Julian Sanchez posts some comments from someone who believes he was surveyed by Lott. Lott is in error when he states that there were no other gun use surveys at that time, but once these have been eliminated, we can regard it as established that Lott conducted a survey in 1997.

James Lindgren writes:

I am very pleased to be able to say that my informal inquiry has been brought to a successful conclusion. I had a long substantive interview with David Gross Sunday night and a short discussion tonight (Monday). I will write up my Sunday interview sometime in the next 5 days. It has some details not in [his] post to this list, including the kinds of questions he recalls as being on the survey and his explanation of how he happened to come forward.

The bottom line is that I found [him] credible. Overall, this is the direct evidence that I had been seeking from the beginning and that I always said had to be out there if a study had been done. I offered to act as an honest broker between Lott and his critics and seek out evidence that would tend to support the existence of the 1997 study if it could be found, and, in that capacity, I said that all trace of a national study does not just disappear because a computer crashes. Well, it doesn't. For any large study actually done, I believed that someone would eventually come forward, though I expected it to be on the asking rather than the answering side.

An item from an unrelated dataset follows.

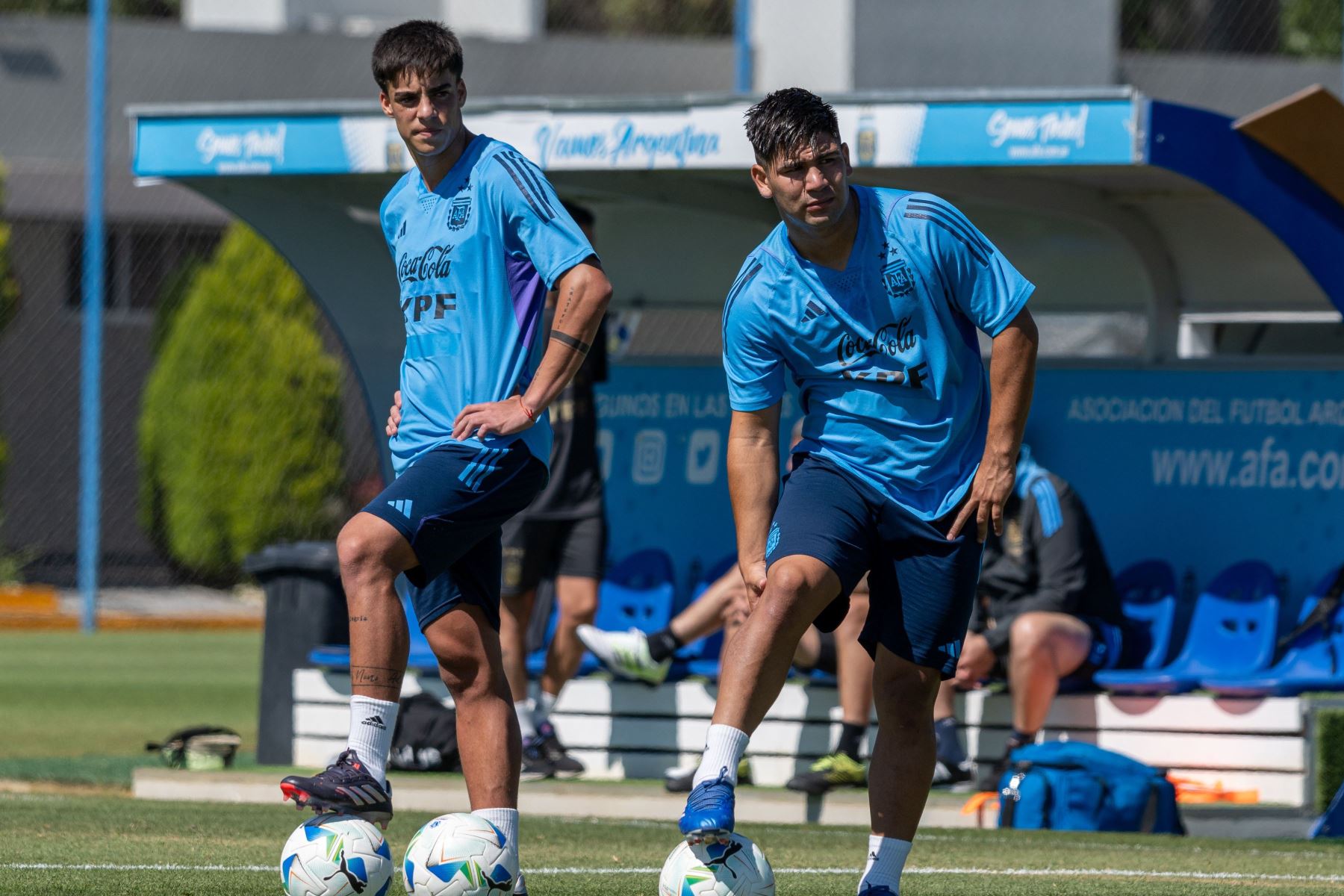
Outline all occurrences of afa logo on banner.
[1027,370,1344,600]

The inquiry, though necessary painful, was basically successful---and better, I think, than the even messier alternative. Suspicions about whether Lott ever did the 1997 study have been hanging around for over 3 years. If we hadn't had this effort, the suspicions that he had entirely fabricated a study would still be hanging over him.

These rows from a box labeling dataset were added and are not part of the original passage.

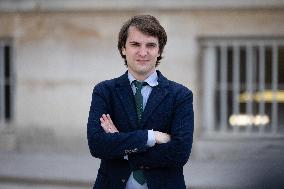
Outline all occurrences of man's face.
[122,26,160,79]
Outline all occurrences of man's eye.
[131,43,139,47]
[147,44,157,48]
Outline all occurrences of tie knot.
[133,80,147,93]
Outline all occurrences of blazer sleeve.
[87,83,149,159]
[128,89,194,169]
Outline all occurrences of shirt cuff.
[147,129,156,147]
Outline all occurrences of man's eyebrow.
[129,41,139,43]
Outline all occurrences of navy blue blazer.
[87,71,194,189]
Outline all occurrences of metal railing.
[0,40,13,125]
[200,38,284,134]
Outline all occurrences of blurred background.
[0,0,284,189]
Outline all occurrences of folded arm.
[128,91,194,169]
[87,85,149,159]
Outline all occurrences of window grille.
[0,39,13,126]
[200,38,284,134]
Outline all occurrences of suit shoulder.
[94,75,117,91]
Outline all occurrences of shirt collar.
[128,71,158,87]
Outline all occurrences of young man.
[87,15,194,189]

As to the coincidence of someone coming forward, if 100,000 people knew of the concerns about the Lott study, and if those 100,000 were randomly selected (which they weren't), we would expect one person out of the 100,000 to have been surveyed in a national survey of 2,424 people.

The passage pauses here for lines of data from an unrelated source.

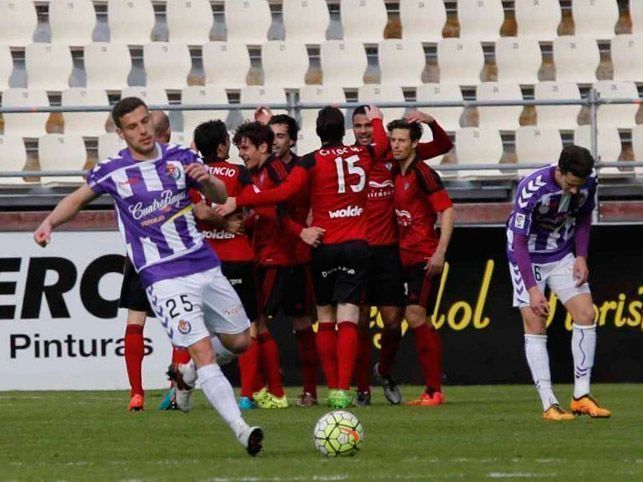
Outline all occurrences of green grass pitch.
[0,384,643,482]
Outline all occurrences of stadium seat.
[572,0,619,40]
[514,0,563,42]
[0,0,38,47]
[496,37,543,84]
[0,136,27,186]
[25,43,74,91]
[554,35,601,84]
[574,125,628,177]
[85,42,132,90]
[143,42,192,89]
[261,40,309,89]
[339,0,388,44]
[357,84,406,122]
[438,38,484,86]
[534,81,581,129]
[516,126,563,177]
[400,0,447,43]
[282,0,330,45]
[239,85,288,120]
[49,0,96,47]
[320,40,368,88]
[107,0,156,45]
[38,134,87,184]
[377,39,426,87]
[61,87,109,137]
[476,82,523,131]
[455,127,508,179]
[2,88,49,137]
[612,35,643,84]
[165,0,214,45]
[416,84,464,131]
[98,132,127,161]
[224,0,272,45]
[458,0,505,42]
[181,85,228,137]
[203,42,250,89]
[594,80,639,129]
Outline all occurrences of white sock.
[525,335,558,410]
[572,323,596,398]
[197,363,248,438]
[210,336,239,366]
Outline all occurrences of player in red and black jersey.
[387,119,454,406]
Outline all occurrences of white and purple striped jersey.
[507,166,597,264]
[87,144,219,287]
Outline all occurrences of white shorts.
[509,253,590,308]
[146,267,250,348]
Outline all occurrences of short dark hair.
[234,121,275,148]
[268,114,299,142]
[386,119,422,141]
[194,119,228,161]
[558,145,595,179]
[112,97,147,129]
[316,106,346,142]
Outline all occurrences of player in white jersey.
[34,97,263,455]
[507,146,610,421]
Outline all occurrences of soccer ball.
[313,410,364,457]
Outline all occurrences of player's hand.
[299,226,326,248]
[529,286,549,318]
[573,256,589,286]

In the next week, I will write up the interview, add it to the report, and change the conclusion from an agnostic one to a more positive one. I will also probably respond to Lott's latest missive posted on FireArmsRegProf. Then I will very happily put aside this unpleasant task. The main concern that I attempted to help people resolve was whether John Lott ever did the 1997 study. Secondary and legitimate concerns remain over the quality of the 1997 work to support the conclusion he reached, Lott's odd and so far unexplained attributions of the 98% figure to other people's studies rather than his own, and his shifting stories about what he told me. Some of these may never be cleared up, but the last of those might well be attributed to the extraordinary pressures that this affair has put him under.

Remaining Questions:

  1. Why did Lott repeatedly make false claims that the 98% figure came from other studies and from Kleck?
  2. Even Lott cannot possibly be sure that the correct result of his survey was 98% since there is no way to check his calculations. Why did he repeat the figure over and over again?
  3. Lott has conceded that the size of the defensive gun use sample in his survey was very small. Too small, in fact, for the result to be statistically reliable. Why did he never even mention the markedly different results obtained from the other surveys with vastly greater sample sizes?
  4. Why did he make his 98% claim well before his survey was completed? (And without attributing it to his survey.)